End-to-end Multi-Instance Robotic Reaching from Monocular Vision
Zheyu Zhuang, Xin Yu, Robert Mahony
TL;DR
End-to-end visuomotor control for scenes with multiple identical objects is challenging due to visual ambiguity. The authors propose a real-time monocular RGB plus joint-angle FCN that densely predicts per-grid-cell controls and a regressed control-Lyapunov function value $\mathcal{V}$, using the lowest $\widehat{\mathcal{V}}$ to select actions and drive grasping. A symmetry-aware $cLf$ on $SE(3)$ with a velocity controller guarantees Lyapunov decrease, while the grid-based architecture with CoordConv enables robust multi-instance handling and dynamic scene adaptation. Trained entirely in simulation with domain randomization, the approach achieves up to ~160 fps and a real-world grasp success of $\approx 92.8\%$ across categories, demonstrating strong sim-to-real transfer and real-time performance without pose-detection pipelines.
Abstract
Multi-instance scenes are especially challenging for end-to-end visuomotor (image-to-control) learning algorithms. "Pipeline" visual servo control algorithms use separate detection, selection and servo stages, allowing algorithms to focus on a single object instance during servo control. End-to-end systems do not have separate detection and selection stages and need to address the visual ambiguities introduced by the presence of arbitrary number of visually identical or similar objects during servo control. However, end-to-end schemes avoid embedding errors from detection and selection stages in the servo control behaviour, are more dynamically robust to changing scenes, and are algorithmically simpler. In this paper, we present a real-time end-to-end visuomotor learning algorithm for multi-instance reaching. The proposed algorithm uses a monocular RGB image and the manipulator's joint angles as the input to a light-weight fully-convolutional network (FCN) to generate control candidates.
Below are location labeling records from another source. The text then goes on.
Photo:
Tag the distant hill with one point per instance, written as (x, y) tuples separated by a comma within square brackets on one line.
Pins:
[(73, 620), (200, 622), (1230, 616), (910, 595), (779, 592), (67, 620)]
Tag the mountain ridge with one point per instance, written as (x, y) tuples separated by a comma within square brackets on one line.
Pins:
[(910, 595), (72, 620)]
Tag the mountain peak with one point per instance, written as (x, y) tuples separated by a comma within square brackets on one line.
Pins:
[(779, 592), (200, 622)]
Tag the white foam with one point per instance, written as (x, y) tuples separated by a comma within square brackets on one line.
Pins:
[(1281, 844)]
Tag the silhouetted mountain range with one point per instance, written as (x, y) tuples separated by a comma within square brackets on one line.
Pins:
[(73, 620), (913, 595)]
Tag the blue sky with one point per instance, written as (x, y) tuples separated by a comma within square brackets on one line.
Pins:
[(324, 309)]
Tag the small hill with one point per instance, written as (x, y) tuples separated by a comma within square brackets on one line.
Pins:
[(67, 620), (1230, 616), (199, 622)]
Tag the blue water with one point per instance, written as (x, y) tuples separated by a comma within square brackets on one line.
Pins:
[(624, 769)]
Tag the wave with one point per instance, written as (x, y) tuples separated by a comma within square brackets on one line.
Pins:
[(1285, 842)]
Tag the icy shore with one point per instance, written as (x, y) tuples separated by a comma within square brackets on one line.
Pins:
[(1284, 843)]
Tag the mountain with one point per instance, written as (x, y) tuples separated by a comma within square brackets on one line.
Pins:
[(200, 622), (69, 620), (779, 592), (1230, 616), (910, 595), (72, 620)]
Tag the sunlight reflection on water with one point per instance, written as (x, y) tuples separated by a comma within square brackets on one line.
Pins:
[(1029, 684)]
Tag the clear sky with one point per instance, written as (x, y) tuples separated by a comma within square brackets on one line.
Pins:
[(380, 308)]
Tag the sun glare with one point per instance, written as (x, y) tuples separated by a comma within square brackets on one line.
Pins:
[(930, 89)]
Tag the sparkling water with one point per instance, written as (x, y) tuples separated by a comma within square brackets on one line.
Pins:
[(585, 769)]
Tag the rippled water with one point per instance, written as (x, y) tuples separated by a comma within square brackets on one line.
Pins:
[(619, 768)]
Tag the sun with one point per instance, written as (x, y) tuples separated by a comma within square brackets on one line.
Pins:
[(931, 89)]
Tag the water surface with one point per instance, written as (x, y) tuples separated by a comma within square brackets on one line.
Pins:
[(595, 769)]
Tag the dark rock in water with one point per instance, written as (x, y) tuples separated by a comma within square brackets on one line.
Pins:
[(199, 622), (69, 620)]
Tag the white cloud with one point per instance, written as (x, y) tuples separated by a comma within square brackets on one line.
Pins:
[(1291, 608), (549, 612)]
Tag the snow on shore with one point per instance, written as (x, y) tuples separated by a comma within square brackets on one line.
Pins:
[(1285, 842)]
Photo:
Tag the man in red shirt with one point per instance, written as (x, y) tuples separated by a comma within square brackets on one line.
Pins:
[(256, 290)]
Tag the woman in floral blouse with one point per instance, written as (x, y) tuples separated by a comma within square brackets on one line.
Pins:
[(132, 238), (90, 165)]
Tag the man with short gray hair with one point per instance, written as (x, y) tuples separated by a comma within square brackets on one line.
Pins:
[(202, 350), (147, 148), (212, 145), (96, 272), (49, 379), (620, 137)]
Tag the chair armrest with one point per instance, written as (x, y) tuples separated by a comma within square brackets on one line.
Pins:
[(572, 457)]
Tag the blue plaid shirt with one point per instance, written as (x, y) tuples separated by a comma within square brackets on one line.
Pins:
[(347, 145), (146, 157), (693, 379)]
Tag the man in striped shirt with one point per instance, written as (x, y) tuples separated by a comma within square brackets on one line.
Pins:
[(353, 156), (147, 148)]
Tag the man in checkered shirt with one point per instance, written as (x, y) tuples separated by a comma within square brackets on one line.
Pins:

A key innovation of the proposed method is identifying the optimal control candidate by regressing a control-Lyapunov function (cLf) value. The multi-instance capability emerges naturally from the stability analysis associated with the cLf formulation. We demonstrate the proposed algorithm effectively reaching and grasping objects from different categories on a table-top amid other instances and distractors from an over-the-shoulder monocular RGB camera. The network is able to run up to approximately 160 fps during inference on one GTX 1080 Ti GPU.